The heme enzyme indoleamine 2,3-dioxygenase 1 (IDO1) catalyzes the initial and rate limiting step of L-tryptophan (L-Trp) oxidation along the kynurenine pathway. IDO1 functions as a central immune regulatory enzyme with important implications for inflammation, infectious disease, allergic and autoimmune disorders, neuropathology and cancer. Here we identify IDO1 is a novel mammalian nitrite reductase that is capable of reducing nitrite to nitric oxide (NO) under hypoxia. Optical and Resonance Raman spectroscopy showed that incubation of dithionite-reduced, ferrous IDO1 protein (FeII-IDO) with nitrite under anaerobic conditions resulted in the time-dependent formation of a FeII-nitrosyl IDO1 species that was dependent on nitrite and IDO1 protein concentration. The bimolecular rate constant for IDO1 nitrite reductase activity was 5.1 M-1 s-1, which was comparable to that measured under identical conditions for myoglobin (3.7 M-1 s-1), an efficient and biologically important mammalian heme nitrite reductase.

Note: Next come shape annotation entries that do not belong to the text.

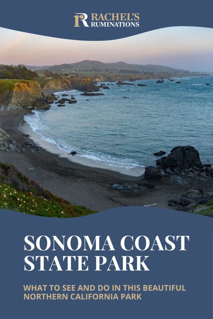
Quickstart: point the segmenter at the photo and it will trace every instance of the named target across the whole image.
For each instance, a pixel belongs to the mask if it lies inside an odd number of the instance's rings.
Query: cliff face
[[[50,80],[43,87],[43,90],[66,90],[70,87],[69,80],[66,78],[53,79]]]
[[[0,109],[48,109],[40,85],[36,81],[0,81]]]
[[[16,145],[16,142],[0,127],[0,151],[12,151],[15,148]]]
[[[78,79],[76,78],[70,80],[72,89],[84,92],[94,92],[99,91],[99,88],[93,84],[93,81],[90,78]]]

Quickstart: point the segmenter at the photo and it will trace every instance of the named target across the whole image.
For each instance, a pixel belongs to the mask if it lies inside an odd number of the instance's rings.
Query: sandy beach
[[[39,146],[38,151],[25,148],[32,140],[18,129],[27,110],[2,111],[0,124],[17,143],[19,151],[0,152],[0,161],[15,166],[24,175],[73,204],[83,206],[98,211],[124,206],[143,206],[156,203],[156,207],[170,208],[168,199],[179,198],[188,186],[177,183],[172,179],[163,178],[155,187],[122,191],[111,188],[114,183],[128,186],[138,182],[135,178],[100,168],[91,168],[62,158]],[[187,179],[190,186],[209,191],[211,181]]]

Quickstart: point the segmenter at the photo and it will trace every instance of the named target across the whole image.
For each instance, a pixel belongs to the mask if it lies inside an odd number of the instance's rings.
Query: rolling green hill
[[[110,71],[118,71],[121,69],[132,70],[140,72],[145,71],[150,72],[163,72],[168,73],[183,73],[184,70],[174,69],[168,66],[149,64],[142,65],[139,64],[129,64],[120,61],[111,63],[104,63],[100,61],[91,61],[84,60],[80,62],[71,64],[63,64],[52,66],[27,66],[27,67],[32,70],[48,69],[54,71],[56,69],[64,71],[99,71],[109,70]]]

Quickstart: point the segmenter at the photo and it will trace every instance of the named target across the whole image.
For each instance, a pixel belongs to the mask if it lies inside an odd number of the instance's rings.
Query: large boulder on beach
[[[54,94],[49,94],[46,97],[46,102],[48,104],[53,103],[57,100],[57,98]]]
[[[190,145],[174,147],[167,157],[157,160],[156,164],[164,169],[179,167],[181,169],[185,170],[189,167],[201,168],[203,167],[199,152]]]
[[[149,180],[158,181],[162,178],[160,170],[154,166],[147,166],[145,169],[144,178]]]
[[[204,204],[205,199],[202,190],[191,189],[185,192],[182,194],[180,203],[184,206],[193,204]]]

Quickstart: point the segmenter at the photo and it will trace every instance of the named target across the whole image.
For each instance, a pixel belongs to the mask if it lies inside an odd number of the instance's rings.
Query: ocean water
[[[194,146],[204,162],[213,164],[213,76],[175,79],[181,84],[151,79],[118,86],[110,82],[109,90],[101,89],[105,95],[96,96],[58,92],[60,97],[74,95],[77,103],[52,104],[50,110],[34,110],[25,119],[59,150],[76,151],[78,156],[109,167],[153,165],[159,158],[153,153],[162,150],[168,154],[179,145]]]

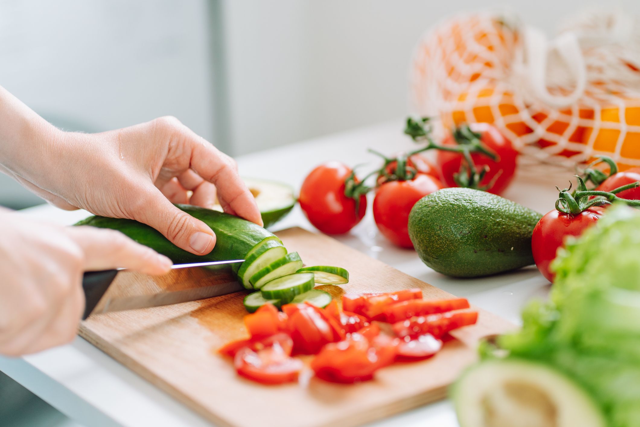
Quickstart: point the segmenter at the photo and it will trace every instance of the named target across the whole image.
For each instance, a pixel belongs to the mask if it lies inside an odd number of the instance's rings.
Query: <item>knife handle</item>
[[[91,314],[104,293],[109,289],[109,286],[116,278],[116,270],[84,272],[82,278],[82,289],[84,291],[84,314],[82,316],[83,320]]]

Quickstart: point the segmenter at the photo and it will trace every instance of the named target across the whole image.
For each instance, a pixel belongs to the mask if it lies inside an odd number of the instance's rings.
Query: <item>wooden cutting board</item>
[[[293,228],[276,233],[307,265],[335,265],[349,270],[342,289],[323,287],[334,296],[353,293],[420,287],[426,299],[451,297],[444,291],[406,275],[324,235]],[[121,273],[109,293],[135,293],[153,286],[175,286],[206,278],[204,270],[152,279]],[[155,282],[154,282],[155,280]],[[504,332],[511,324],[480,310],[478,323],[455,333],[435,357],[397,363],[374,380],[343,385],[307,378],[300,383],[264,386],[236,376],[230,360],[215,350],[244,338],[244,293],[200,302],[92,316],[80,335],[101,350],[207,419],[221,425],[353,426],[445,397],[447,387],[476,359],[483,336]]]

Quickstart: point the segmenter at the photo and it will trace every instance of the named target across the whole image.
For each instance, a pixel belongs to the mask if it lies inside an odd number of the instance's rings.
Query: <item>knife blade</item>
[[[83,319],[90,314],[111,311],[132,310],[150,307],[159,307],[188,301],[225,295],[244,289],[232,271],[232,266],[244,262],[243,259],[223,261],[207,261],[189,264],[175,264],[172,270],[194,267],[207,267],[209,274],[206,286],[195,286],[188,289],[160,290],[157,293],[127,296],[108,298],[100,302],[116,275],[124,268],[100,271],[86,271],[83,277],[83,290],[84,291],[85,307]],[[171,273],[168,273],[171,274]],[[97,308],[99,302],[100,307]]]

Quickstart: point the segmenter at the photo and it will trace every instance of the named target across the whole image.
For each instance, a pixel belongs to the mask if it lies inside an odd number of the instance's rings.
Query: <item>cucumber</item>
[[[451,397],[460,427],[606,425],[583,389],[560,371],[534,362],[482,362],[460,377]]]
[[[133,220],[90,216],[76,225],[118,230],[175,263],[246,259],[252,249],[267,238],[277,239],[259,225],[234,215],[189,205],[176,205],[211,227],[217,238],[213,250],[203,255],[188,252],[172,243],[160,232]]]
[[[296,295],[294,298],[291,300],[291,303],[297,304],[306,301],[309,303],[313,304],[316,307],[319,307],[321,309],[324,309],[329,305],[329,303],[331,302],[332,299],[333,298],[332,297],[331,294],[326,291],[323,291],[322,289],[311,289],[310,291],[307,291],[303,294]]]
[[[301,267],[302,260],[300,259],[300,255],[298,252],[291,252],[255,273],[249,279],[249,282],[254,289],[259,289],[268,282],[280,276],[295,273]]]
[[[248,289],[253,289],[249,278],[255,273],[269,266],[273,261],[287,255],[287,248],[282,243],[271,240],[261,245],[248,256],[238,270],[238,280]]]
[[[266,300],[280,300],[283,304],[291,301],[296,295],[314,288],[312,273],[294,273],[269,280],[260,288]]]
[[[244,308],[250,313],[253,313],[265,304],[273,304],[277,307],[280,307],[282,305],[280,300],[265,299],[260,291],[257,291],[245,296],[243,300],[243,303],[244,304]]]
[[[316,275],[316,283],[323,285],[344,285],[349,283],[349,271],[340,267],[315,266],[303,267],[298,273],[310,271]]]
[[[243,178],[243,181],[255,198],[265,228],[278,222],[296,205],[295,192],[286,184],[256,178]],[[218,203],[212,209],[222,211]]]

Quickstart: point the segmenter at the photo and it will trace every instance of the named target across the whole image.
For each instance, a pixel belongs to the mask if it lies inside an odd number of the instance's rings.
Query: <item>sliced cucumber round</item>
[[[287,184],[257,178],[243,178],[243,181],[255,198],[264,228],[276,223],[296,205],[295,192]],[[211,209],[222,211],[217,202]]]
[[[260,291],[265,299],[280,300],[286,304],[297,295],[314,289],[314,286],[312,273],[294,273],[269,280]]]
[[[482,362],[451,392],[460,427],[604,427],[600,408],[561,372],[516,359]]]
[[[253,313],[265,304],[273,304],[277,307],[280,307],[282,305],[280,300],[266,299],[262,296],[262,294],[260,291],[257,291],[245,296],[243,300],[243,303],[244,304],[244,308],[250,313]]]
[[[298,304],[307,302],[310,304],[313,304],[316,307],[324,309],[329,305],[329,303],[333,299],[331,294],[326,291],[323,291],[322,289],[311,289],[303,294],[296,295],[294,298],[291,300],[291,302],[294,304]]]
[[[295,273],[302,267],[302,260],[298,252],[287,254],[282,258],[276,259],[257,273],[255,273],[249,282],[253,288],[259,289],[266,282],[277,278],[280,276]]]
[[[349,283],[349,271],[340,267],[314,266],[303,267],[298,273],[310,271],[316,275],[316,283],[322,285],[344,285]]]
[[[238,270],[238,280],[248,289],[253,289],[249,278],[276,259],[287,255],[287,248],[275,240],[265,242],[244,259]]]

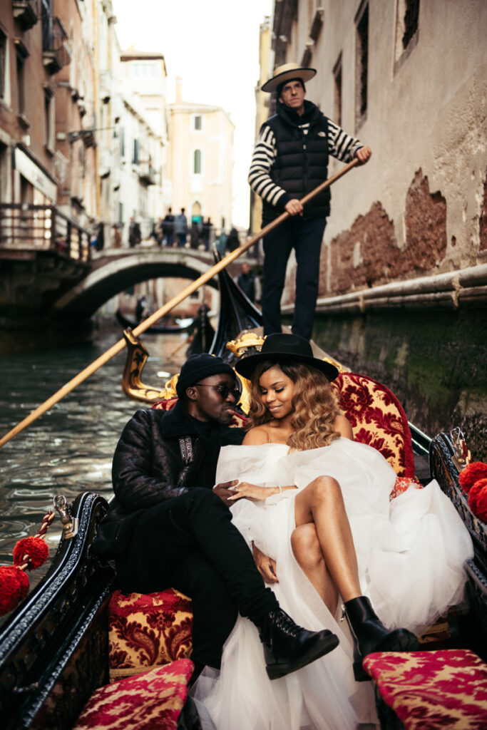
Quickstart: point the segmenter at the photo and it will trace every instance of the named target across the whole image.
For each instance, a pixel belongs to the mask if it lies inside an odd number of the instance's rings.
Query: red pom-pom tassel
[[[475,482],[487,477],[487,464],[483,461],[472,461],[467,464],[459,476],[460,486],[464,492],[469,492]]]
[[[49,557],[47,543],[42,537],[23,537],[13,550],[14,565],[22,565],[26,556],[28,570],[39,568]]]
[[[28,577],[15,565],[0,566],[0,615],[12,611],[28,593]]]
[[[469,492],[469,507],[474,515],[487,522],[487,478],[478,479]]]

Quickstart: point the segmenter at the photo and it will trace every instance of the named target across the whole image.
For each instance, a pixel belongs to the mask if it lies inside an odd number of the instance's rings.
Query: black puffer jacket
[[[113,457],[115,499],[100,523],[93,549],[100,556],[122,554],[142,510],[177,496],[191,487],[211,489],[221,446],[240,444],[244,432],[189,416],[178,402],[170,411],[137,411],[122,431]],[[180,439],[191,438],[188,466]]]

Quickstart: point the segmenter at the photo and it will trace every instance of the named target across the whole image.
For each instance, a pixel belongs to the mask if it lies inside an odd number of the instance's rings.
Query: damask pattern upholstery
[[[110,681],[191,656],[191,601],[174,588],[124,595],[108,607]]]
[[[414,455],[406,414],[394,393],[367,375],[341,372],[332,385],[356,441],[380,451],[398,477],[413,479]]]
[[[406,730],[487,728],[487,664],[472,651],[377,652],[363,666]]]
[[[73,730],[176,730],[194,665],[179,659],[96,690]]]

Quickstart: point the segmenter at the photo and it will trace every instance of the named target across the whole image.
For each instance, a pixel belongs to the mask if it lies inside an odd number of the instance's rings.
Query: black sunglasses
[[[196,383],[193,387],[213,388],[217,391],[217,393],[220,393],[220,395],[221,396],[221,397],[223,399],[224,401],[226,400],[230,393],[231,393],[231,395],[235,399],[235,402],[237,402],[240,397],[240,391],[238,390],[238,388],[236,388],[234,387],[230,388],[229,385],[226,385],[224,383],[219,383],[217,385],[213,385],[210,383]]]

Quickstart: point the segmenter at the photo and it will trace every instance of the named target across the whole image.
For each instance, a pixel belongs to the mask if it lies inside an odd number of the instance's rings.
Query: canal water
[[[120,330],[95,335],[89,345],[8,355],[0,358],[0,434],[2,436],[64,383],[114,345]],[[185,334],[142,337],[150,357],[143,380],[164,388],[164,373],[179,372],[185,359]],[[34,534],[52,508],[53,497],[68,502],[89,490],[112,494],[112,458],[127,420],[143,406],[120,387],[126,350],[93,373],[50,410],[0,448],[0,564],[12,564],[21,537]],[[47,534],[55,552],[61,523]],[[47,565],[29,574],[31,588]]]

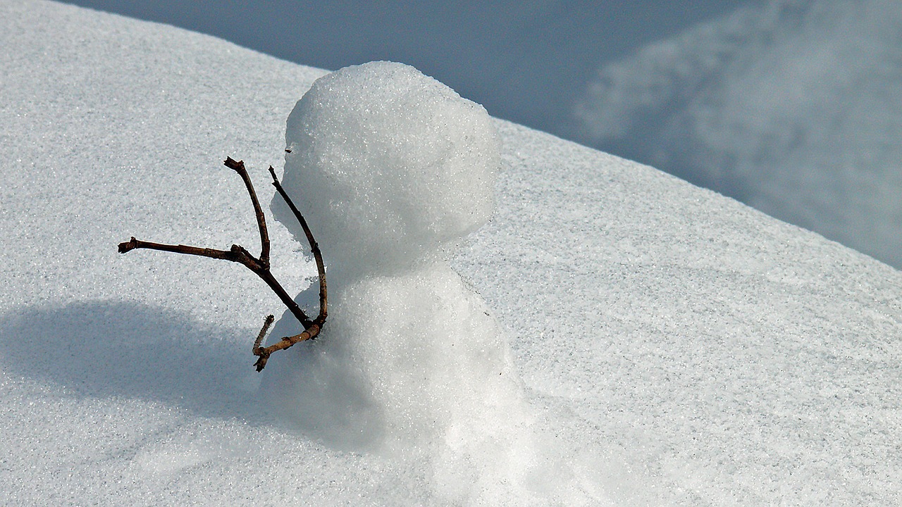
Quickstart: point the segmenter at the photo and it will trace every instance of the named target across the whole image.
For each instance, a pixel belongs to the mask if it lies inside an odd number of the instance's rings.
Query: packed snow
[[[576,137],[902,267],[902,3],[769,0],[603,67]]]
[[[399,64],[51,2],[0,28],[0,503],[902,502],[899,272]],[[335,274],[323,336],[262,373],[253,273],[116,253],[253,250],[226,156],[262,198],[284,167]]]

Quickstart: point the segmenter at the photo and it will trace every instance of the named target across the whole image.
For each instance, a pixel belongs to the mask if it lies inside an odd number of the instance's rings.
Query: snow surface
[[[769,0],[605,65],[576,137],[902,268],[902,3]]]
[[[4,0],[0,20],[0,503],[902,502],[902,274],[500,121],[494,218],[453,264],[510,340],[533,450],[480,483],[442,443],[348,448],[287,419],[280,368],[252,366],[267,288],[115,244],[253,250],[220,161],[271,192],[285,120],[324,72],[55,3]],[[307,287],[306,247],[270,226],[275,275]]]

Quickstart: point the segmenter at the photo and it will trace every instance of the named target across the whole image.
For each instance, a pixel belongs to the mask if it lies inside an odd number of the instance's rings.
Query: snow
[[[605,65],[578,138],[902,267],[902,4],[769,0]]]
[[[481,106],[399,63],[324,77],[288,118],[283,186],[330,268],[387,272],[434,259],[488,221],[501,163]],[[281,198],[273,211],[304,233]]]
[[[133,235],[254,250],[249,199],[221,161],[243,159],[270,195],[286,118],[325,72],[55,3],[3,1],[0,20],[0,503],[902,501],[897,271],[652,168],[495,120],[494,215],[450,261],[463,281],[431,263],[399,281],[349,280],[326,329],[361,336],[410,321],[339,317],[361,301],[412,306],[400,289],[418,299],[446,287],[450,301],[485,309],[469,324],[501,328],[527,413],[512,429],[490,427],[504,422],[497,412],[465,424],[512,445],[474,454],[466,446],[483,440],[465,435],[465,452],[454,441],[370,449],[292,419],[309,400],[278,373],[350,340],[299,346],[258,374],[251,345],[280,302],[253,273],[115,245]],[[278,221],[270,229],[274,274],[306,288],[306,245]],[[476,313],[450,301],[423,311],[437,322]],[[376,366],[369,374],[406,385],[410,364]],[[443,396],[406,407],[455,410]],[[354,422],[336,420],[337,436]],[[458,460],[482,468],[461,472]]]

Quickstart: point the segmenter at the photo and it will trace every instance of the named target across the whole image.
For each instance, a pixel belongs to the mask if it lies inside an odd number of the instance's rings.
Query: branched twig
[[[238,244],[233,244],[232,248],[229,250],[216,250],[215,248],[199,248],[185,244],[152,243],[149,241],[135,239],[133,236],[129,241],[119,244],[119,253],[124,254],[137,248],[146,248],[149,250],[161,250],[163,252],[174,252],[176,254],[187,254],[189,255],[210,257],[212,259],[223,259],[244,264],[249,270],[253,272],[254,274],[262,279],[262,281],[269,285],[270,289],[272,289],[272,291],[279,296],[279,299],[281,300],[282,303],[288,307],[291,314],[294,315],[298,321],[304,327],[304,331],[293,336],[285,336],[276,344],[263,347],[262,346],[263,337],[266,336],[266,332],[269,330],[269,327],[272,324],[273,320],[273,317],[272,315],[268,316],[263,323],[262,328],[260,330],[260,334],[257,336],[256,341],[253,343],[253,355],[257,356],[257,362],[254,364],[254,366],[257,367],[257,371],[259,372],[266,366],[266,361],[269,359],[270,355],[273,352],[286,349],[298,342],[312,339],[322,330],[323,324],[326,323],[326,317],[327,315],[326,266],[323,263],[323,257],[319,252],[319,245],[313,238],[313,234],[310,233],[310,229],[307,226],[307,220],[305,220],[300,215],[300,212],[298,211],[298,207],[294,206],[293,202],[291,202],[291,198],[288,197],[287,193],[285,193],[284,189],[282,189],[281,185],[279,183],[279,179],[276,178],[275,170],[272,169],[272,166],[270,166],[270,174],[272,175],[272,185],[275,186],[279,195],[281,195],[282,198],[285,199],[285,202],[288,203],[289,207],[291,209],[291,212],[294,213],[298,221],[300,222],[300,226],[304,229],[304,235],[307,235],[307,240],[309,242],[310,249],[313,253],[313,258],[317,263],[317,271],[319,273],[319,315],[318,315],[316,318],[310,319],[310,318],[304,313],[304,310],[300,309],[298,303],[294,302],[294,300],[292,300],[291,297],[289,296],[288,292],[282,289],[282,286],[270,272],[270,237],[266,231],[266,218],[263,216],[262,209],[260,207],[260,201],[257,200],[257,193],[254,191],[253,185],[251,183],[251,178],[247,174],[247,170],[244,169],[244,162],[242,161],[235,161],[231,157],[228,157],[226,159],[224,163],[226,167],[232,169],[237,172],[239,176],[241,176],[241,179],[244,181],[244,186],[247,188],[247,193],[251,196],[251,203],[253,205],[253,212],[257,218],[257,228],[260,230],[260,257],[254,257],[244,247]]]

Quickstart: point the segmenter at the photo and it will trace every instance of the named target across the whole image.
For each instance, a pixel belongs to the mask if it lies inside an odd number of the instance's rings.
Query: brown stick
[[[304,313],[304,310],[298,306],[298,303],[296,303],[288,292],[285,291],[281,284],[279,283],[270,272],[270,238],[266,229],[266,217],[263,215],[262,209],[260,207],[260,201],[257,199],[257,193],[253,189],[253,185],[251,183],[251,178],[248,176],[247,170],[244,168],[244,162],[242,161],[235,161],[231,157],[227,157],[224,163],[226,167],[234,170],[241,176],[242,180],[244,181],[244,186],[247,189],[247,193],[251,196],[251,203],[253,205],[253,212],[257,218],[257,228],[260,231],[261,252],[259,258],[254,257],[244,247],[238,244],[233,244],[232,248],[229,250],[216,250],[215,248],[200,248],[198,246],[189,246],[185,244],[152,243],[149,241],[135,239],[134,236],[132,236],[129,241],[119,244],[119,253],[125,254],[126,252],[131,252],[132,250],[143,248],[148,250],[160,250],[162,252],[185,254],[189,255],[198,255],[201,257],[210,257],[213,259],[222,259],[244,264],[259,276],[263,281],[266,282],[270,289],[276,293],[282,303],[289,309],[291,314],[294,315],[295,318],[297,318],[298,321],[304,327],[304,331],[299,335],[285,336],[274,345],[268,347],[262,347],[261,346],[261,344],[262,343],[263,337],[266,336],[266,332],[272,324],[273,320],[273,317],[272,315],[267,317],[266,320],[263,322],[262,328],[257,335],[257,339],[254,341],[253,347],[253,355],[258,356],[257,362],[254,365],[257,367],[257,371],[259,372],[266,365],[266,361],[269,359],[270,355],[273,352],[286,349],[298,342],[312,339],[319,335],[327,315],[326,266],[323,263],[322,254],[319,252],[319,245],[317,244],[316,240],[314,240],[313,235],[310,233],[310,229],[307,226],[307,221],[300,215],[300,212],[298,211],[297,207],[295,207],[294,203],[291,202],[288,194],[285,193],[285,190],[279,183],[279,180],[276,178],[275,171],[272,166],[270,166],[270,173],[272,175],[273,180],[272,184],[276,187],[276,189],[279,191],[279,194],[281,195],[282,198],[284,198],[288,203],[289,207],[291,208],[291,212],[294,213],[295,217],[300,222],[300,226],[304,229],[304,234],[307,235],[307,239],[310,244],[313,257],[317,263],[317,270],[319,273],[319,315],[317,316],[316,319],[311,320],[310,318]]]
[[[319,275],[319,315],[317,317],[316,322],[318,322],[320,326],[326,322],[326,318],[328,316],[328,305],[327,304],[327,294],[326,290],[326,265],[323,263],[323,254],[319,252],[319,244],[317,240],[313,238],[313,233],[310,232],[310,227],[307,225],[307,220],[304,219],[304,216],[298,211],[298,207],[291,202],[291,198],[288,197],[288,193],[285,189],[282,189],[281,184],[279,182],[279,179],[276,178],[276,171],[270,166],[270,174],[272,175],[272,186],[276,188],[276,191],[279,195],[285,199],[288,204],[289,208],[294,217],[300,223],[300,227],[304,229],[304,235],[307,236],[307,242],[310,244],[310,252],[313,254],[313,259],[317,263],[317,272]]]

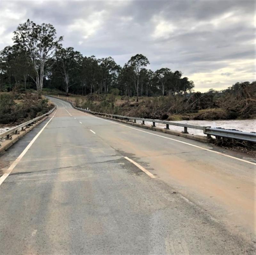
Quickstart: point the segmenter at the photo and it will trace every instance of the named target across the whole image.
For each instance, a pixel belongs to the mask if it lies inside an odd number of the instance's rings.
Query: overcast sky
[[[256,80],[255,12],[247,0],[2,0],[0,49],[29,19],[52,24],[64,47],[84,56],[111,56],[123,66],[141,53],[153,71],[181,71],[196,91],[221,90]]]

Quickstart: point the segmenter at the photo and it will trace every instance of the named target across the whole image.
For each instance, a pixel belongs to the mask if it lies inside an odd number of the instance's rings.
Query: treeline
[[[147,69],[149,62],[140,54],[123,67],[111,57],[84,56],[71,47],[62,47],[50,24],[37,25],[28,19],[14,32],[13,45],[0,53],[0,90],[17,87],[25,90],[56,88],[82,95],[107,94],[113,90],[121,95],[184,94],[194,86],[180,71]]]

IDO nitrite reductase activity was also pH dependent but differed with myoglobin in that it showed a reduced proton dependency at pH>7. Electron paramagnetic resonance studies measuring NO production from nitrite showed that the conventional IDO1 dioxygenase reducing co-factors, ascorbate plus methylene blue, or ascorbate alone, supported IDO1’s nitrite reductase activity and the time-dependent release of NO in a manner modulated by substrate L-Trp and the IDO1 inhibitors 1-methyl-L-Trp and 1-methyl-D-Trp. These data identify IDO1 as a novel mammalian heme-based nitrite reductase that is capable of generating NO under hypoxia. IDO1’s nitrite reductase activity may have important implications for the immune regulatory actions of the enzyme when expressed within tumours and infected tissues that are characterized by hypoxia.